Good, but not quite the champ

They may be labelled "ICT champions" but, please, don't call them that.

They don't like it and want a more appropriate title since any talk of champions is immediately dismissed by colleagues.

Three years into the masterclass initiative to create a cadre of skilled, enthusiastic teachers with vision and technical know-how in ICT, researchers have once again confirmed that the 650 who are on the programme are making an impact in schools. Initial findings last year showed positive support for its progress.

Other major ICT initiatives, including the supply of digital cameras and whiteboards, are helping to change the outlook on new technology but the Learning and Teaching Scotland-led masterclasses are contributing to the cultural change, according to the George Street Research agency's study for the Scottish Executive.

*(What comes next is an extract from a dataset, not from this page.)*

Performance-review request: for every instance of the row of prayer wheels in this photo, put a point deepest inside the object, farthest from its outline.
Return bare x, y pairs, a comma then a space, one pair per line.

Nearly eight out of 10 teachers (78 per cent) on the masterclass programme believe it has a catalytic effect on the use of ICT.

The researchers note: "While loath to regard themselves as ICT champions, masterclassers are active in a wide range of champion activity, albeit that this is still more evident within schools than within their own local authority area or outwith the area.

"Masterclassers are most likely to say they have had an impact on the use of equipment in schools and to have improved knowledge about ICT but some are also influential on policy and developing best practice."

Meetings for masterclassers run every two months while just over one in two teachers on the programme use the online facility to exchange ideas and good practice. More should do so, the researchers advise. They conclude that masterclassers need more support and opportunities to meet up. Many feel isolated.